Then he took one of her hands down from her forehead and held it in his,—which she allowed passively. She was thinking, no doubt, of something far different from that.

"I never saw you looking better in my life," said Johnny.

"Don\'t," said she. "How can you talk in that way, when my heart is bleeding,—bleeding." Then she pulled away her hand, and again clasped it with the other upon her forehead.

"But why is your heart bleeding? What has happened in Hook Court?" Still she answered nothing, but she sobbed violently and the heaving of her bosom showed how tumultuous was the tumult within it. "You don\'t mean to say that Dobbs Broughton has come to grief;—that he\'s to be sold out?"

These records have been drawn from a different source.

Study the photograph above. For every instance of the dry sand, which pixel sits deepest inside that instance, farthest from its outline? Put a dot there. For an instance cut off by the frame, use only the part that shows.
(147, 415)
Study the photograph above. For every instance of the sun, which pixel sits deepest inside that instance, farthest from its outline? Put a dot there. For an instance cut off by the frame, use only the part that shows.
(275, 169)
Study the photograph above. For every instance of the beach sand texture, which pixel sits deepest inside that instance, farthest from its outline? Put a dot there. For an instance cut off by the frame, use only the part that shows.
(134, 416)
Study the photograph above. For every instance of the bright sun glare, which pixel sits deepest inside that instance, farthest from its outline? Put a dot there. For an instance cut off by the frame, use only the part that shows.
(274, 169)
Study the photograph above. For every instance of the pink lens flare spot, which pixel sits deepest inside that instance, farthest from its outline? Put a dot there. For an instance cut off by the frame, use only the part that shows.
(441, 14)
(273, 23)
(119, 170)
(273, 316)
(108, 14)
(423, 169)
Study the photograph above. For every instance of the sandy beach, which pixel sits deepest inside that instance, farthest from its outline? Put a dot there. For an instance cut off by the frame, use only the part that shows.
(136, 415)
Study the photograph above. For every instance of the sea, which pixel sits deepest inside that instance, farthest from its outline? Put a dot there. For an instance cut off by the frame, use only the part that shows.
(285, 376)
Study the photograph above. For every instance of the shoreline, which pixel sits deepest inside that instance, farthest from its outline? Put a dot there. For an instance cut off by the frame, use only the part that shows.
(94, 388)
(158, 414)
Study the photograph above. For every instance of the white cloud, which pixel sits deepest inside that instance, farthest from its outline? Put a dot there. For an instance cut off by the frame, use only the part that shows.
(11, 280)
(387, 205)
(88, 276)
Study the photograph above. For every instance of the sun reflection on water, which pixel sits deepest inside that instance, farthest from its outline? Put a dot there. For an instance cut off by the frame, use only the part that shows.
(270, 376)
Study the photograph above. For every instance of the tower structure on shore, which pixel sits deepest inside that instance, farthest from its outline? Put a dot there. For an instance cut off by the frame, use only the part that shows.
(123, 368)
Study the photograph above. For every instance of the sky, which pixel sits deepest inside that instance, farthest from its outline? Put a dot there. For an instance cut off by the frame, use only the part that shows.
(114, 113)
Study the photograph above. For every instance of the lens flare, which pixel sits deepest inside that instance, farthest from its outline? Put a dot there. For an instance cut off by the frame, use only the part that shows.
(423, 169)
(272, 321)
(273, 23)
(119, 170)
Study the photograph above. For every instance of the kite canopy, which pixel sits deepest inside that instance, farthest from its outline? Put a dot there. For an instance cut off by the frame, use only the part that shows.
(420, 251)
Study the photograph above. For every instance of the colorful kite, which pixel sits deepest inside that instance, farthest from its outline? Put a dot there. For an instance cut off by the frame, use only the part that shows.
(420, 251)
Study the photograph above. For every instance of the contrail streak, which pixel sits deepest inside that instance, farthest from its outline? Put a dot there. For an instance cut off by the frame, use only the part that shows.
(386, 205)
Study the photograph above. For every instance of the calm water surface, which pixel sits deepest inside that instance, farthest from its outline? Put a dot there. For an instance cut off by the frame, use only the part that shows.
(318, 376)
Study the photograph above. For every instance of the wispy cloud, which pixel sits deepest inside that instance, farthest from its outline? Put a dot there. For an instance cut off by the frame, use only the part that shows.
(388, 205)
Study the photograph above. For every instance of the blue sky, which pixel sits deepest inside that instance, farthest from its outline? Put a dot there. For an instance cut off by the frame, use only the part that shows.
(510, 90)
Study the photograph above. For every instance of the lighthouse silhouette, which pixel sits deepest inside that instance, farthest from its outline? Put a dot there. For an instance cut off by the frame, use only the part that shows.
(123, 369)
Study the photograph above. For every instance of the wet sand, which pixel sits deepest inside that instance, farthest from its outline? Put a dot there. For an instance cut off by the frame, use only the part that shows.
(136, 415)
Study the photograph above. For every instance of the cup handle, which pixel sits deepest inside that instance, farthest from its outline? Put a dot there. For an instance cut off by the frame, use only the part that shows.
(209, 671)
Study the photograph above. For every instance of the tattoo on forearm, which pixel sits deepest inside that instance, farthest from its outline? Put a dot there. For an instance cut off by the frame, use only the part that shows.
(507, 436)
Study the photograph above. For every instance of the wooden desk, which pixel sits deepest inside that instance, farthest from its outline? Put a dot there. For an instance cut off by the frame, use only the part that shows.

"Man," said Madalina, jumping from her chair, standing at her full height, and stretching out both her arms, "he has destroyed himself!" The revelation was at last made with so much tragic propriety, in so excellent a tone, and with such an absence of all the customary redundances of commonplace relation, that I think that she must have rehearsed the scene,—either with her mother or with the page. Then there was a minute\'s silence, during which she did not move even an eyelid. She held her outstretched hands without dropping a finger half an inch. Her face was thrust forward, her chin projecting, with tragic horror; but there was no vacillation even in her chin. She did not wink an eye, or alter to the breadth of a hair the aperture of her lips. Surely she was a great genius if she did it all without previous rehearsal. Then, before he had thought of words in which to answer her, she let her hands fall by her side, she closed her eyes, and shook her head, and fell back again into her chair. "It is too horrible to be spoken of,—to be thought about," she said. "I could not have brought myself to tell the tale to a living being,—except to you."

This would naturally have been flattering to Johnny had it not been that he was in truth absorbed by the story which he had heard.

"Do you mean to tell me," he said, "that Broughton has—committed suicide?" She could not speak of it again, but nodded her head at him thrice, while her eyes were still closed. "And how was the manner of it?" said he, asking the question in a low voice. He could not even as yet quite bring himself to believe it. Madalina was so fond of a little playful intrigue, that even this story might have something in it of the nature of fiction. He was not quite sure of the facts, and yet he was shocked by what he had heard.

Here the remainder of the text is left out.